He Zhiquan, Zhang Lujun, Wang Hengyou
Guangdong Key Laboratory of Intelligent Information Processing, Shenzhen, China.
Guangdong Multimedia Information Service Engineering Technology Research Center, Shenzhen University, Shenzhen, China.
Front Comput Neurosci. 2023 Apr 5;17:1145209. doi: 10.3389/fncom.2023.1145209. eCollection 2023.

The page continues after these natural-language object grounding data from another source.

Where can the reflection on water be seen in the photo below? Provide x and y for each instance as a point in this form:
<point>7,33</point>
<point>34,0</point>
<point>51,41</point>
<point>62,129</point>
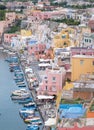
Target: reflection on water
<point>9,111</point>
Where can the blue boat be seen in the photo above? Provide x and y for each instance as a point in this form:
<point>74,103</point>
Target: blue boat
<point>24,101</point>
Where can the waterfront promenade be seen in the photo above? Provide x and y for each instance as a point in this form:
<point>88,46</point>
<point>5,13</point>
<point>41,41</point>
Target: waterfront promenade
<point>9,111</point>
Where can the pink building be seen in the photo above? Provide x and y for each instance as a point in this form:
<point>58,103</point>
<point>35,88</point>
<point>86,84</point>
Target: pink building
<point>2,27</point>
<point>10,17</point>
<point>77,128</point>
<point>82,51</point>
<point>8,36</point>
<point>41,15</point>
<point>36,49</point>
<point>52,82</point>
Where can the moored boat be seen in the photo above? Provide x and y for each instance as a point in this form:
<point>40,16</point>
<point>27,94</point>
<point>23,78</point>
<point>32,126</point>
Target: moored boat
<point>32,119</point>
<point>32,127</point>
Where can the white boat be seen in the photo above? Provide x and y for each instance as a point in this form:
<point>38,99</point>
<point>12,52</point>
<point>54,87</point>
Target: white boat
<point>20,92</point>
<point>23,97</point>
<point>27,111</point>
<point>32,119</point>
<point>20,83</point>
<point>29,104</point>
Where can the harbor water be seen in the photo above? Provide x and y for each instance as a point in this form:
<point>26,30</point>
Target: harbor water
<point>9,111</point>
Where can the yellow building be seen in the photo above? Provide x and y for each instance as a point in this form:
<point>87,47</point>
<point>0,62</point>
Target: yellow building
<point>81,64</point>
<point>62,39</point>
<point>26,32</point>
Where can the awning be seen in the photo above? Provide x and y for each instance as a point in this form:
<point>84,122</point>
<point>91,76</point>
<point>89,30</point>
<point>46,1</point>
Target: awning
<point>50,122</point>
<point>45,97</point>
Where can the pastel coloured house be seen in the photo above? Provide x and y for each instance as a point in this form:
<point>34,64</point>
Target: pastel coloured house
<point>52,82</point>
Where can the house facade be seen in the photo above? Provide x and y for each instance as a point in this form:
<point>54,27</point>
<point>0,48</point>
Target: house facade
<point>52,82</point>
<point>81,64</point>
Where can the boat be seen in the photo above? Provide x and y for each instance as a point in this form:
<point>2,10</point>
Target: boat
<point>36,123</point>
<point>32,127</point>
<point>23,97</point>
<point>24,101</point>
<point>25,115</point>
<point>23,85</point>
<point>29,104</point>
<point>20,92</point>
<point>28,111</point>
<point>20,83</point>
<point>32,119</point>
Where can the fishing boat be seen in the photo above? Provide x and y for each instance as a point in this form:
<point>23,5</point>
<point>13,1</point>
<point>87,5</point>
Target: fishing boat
<point>20,83</point>
<point>23,85</point>
<point>19,92</point>
<point>27,111</point>
<point>32,119</point>
<point>23,97</point>
<point>32,127</point>
<point>29,104</point>
<point>36,123</point>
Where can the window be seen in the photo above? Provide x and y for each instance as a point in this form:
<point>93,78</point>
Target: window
<point>53,88</point>
<point>46,82</point>
<point>89,40</point>
<point>81,62</point>
<point>54,78</point>
<point>93,63</point>
<point>45,87</point>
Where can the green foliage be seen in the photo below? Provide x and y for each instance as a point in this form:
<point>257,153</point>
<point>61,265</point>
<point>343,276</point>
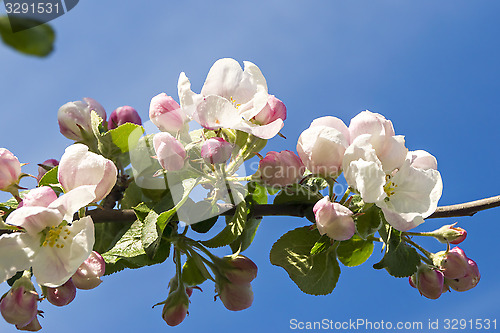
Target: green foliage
<point>400,260</point>
<point>233,229</point>
<point>37,41</point>
<point>355,251</point>
<point>314,274</point>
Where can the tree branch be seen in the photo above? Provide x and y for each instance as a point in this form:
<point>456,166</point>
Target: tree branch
<point>299,210</point>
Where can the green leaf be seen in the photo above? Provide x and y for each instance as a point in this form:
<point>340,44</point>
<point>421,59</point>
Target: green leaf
<point>191,273</point>
<point>370,222</point>
<point>314,274</point>
<point>129,252</point>
<point>232,230</point>
<point>355,251</point>
<point>108,234</point>
<point>37,41</point>
<point>400,260</point>
<point>321,245</point>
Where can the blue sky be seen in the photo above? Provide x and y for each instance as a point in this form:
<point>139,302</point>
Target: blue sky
<point>431,67</point>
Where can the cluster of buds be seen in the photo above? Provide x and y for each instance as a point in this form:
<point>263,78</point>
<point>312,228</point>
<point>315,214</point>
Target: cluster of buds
<point>233,284</point>
<point>452,269</point>
<point>20,305</point>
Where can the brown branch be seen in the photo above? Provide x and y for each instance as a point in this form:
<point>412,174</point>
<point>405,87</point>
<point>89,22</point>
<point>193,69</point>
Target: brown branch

Human motion prediction is one of the fundamental studies of computer vision. Much work based on deep learning has shown impressive performance for it in recent years. However, long-term prediction and human skeletal deformation are still challenging tasks for human motion prediction. For accurate prediction, this paper proposes a GCN-based two-stage prediction method. We train a prediction model in the first stage. Using multiple cascaded spatial attention graph convolution layers (SAGCL) to extract features, the prediction model generates an initial motion sequence of future actions based on the observed pose. Since the initial pose generated in the first stage often deviates from natural human body motion, such as a motion sequence in which the length of a bone is changed. So the task of the second stage is to fine-tune the predicted pose and make it closer to natural motion. We present a fine-tuning model including multiple cascaded causally temporal-graph convolution layers (CT-GCL). We apply the spatial coordinate error of joints and bone length error as loss functions to train the fine-tuning model. We validate our model on Human3.6m and CMU-MoCap datasets. Extensive experiments show that the two-stage prediction method outperforms state-of-the-art methods. The limitations of proposed methods are discussed as well, hoping to make a breakthrough in future exploration.
人体运动预测是计算机视觉的基础研究之一。近年来,许多基于深度学习的工作在这方面展现出了令人印象深刻的性能。然而,长期预测和人体骨骼变形对于人体运动预测而言仍然是具有挑战性的任务。为了实现准确预测,本文提出了一种基于图卷积网络(GCN)的两阶段预测方法。我们在第一阶段训练一个预测模型。该预测模型使用多个级联的空间注意力图卷积层(SAGCL)来提取特征,并基于观察到的姿势生成未来动作的初始运动序列。由于在第一阶段生成的初始姿势往往偏离自然人体运动,例如出现骨骼长度发生变化的运动序列。所以第二阶段的任务是对预测姿势进行微调,使其更接近自然运动。我们提出了一个包含多个级联因果时间图卷积层(CT - GCL)的微调模型。我们将关节的空间坐标误差和骨骼长度误差作为损失函数来训练微调模型。我们在Human3.6m和CMU - MoCap数据集上对我们的模型进行了验证。大量实验表明,这种两阶段预测方法优于现有方法。同时也讨论了所提方法的局限性,希望在未来的探索中取得突破。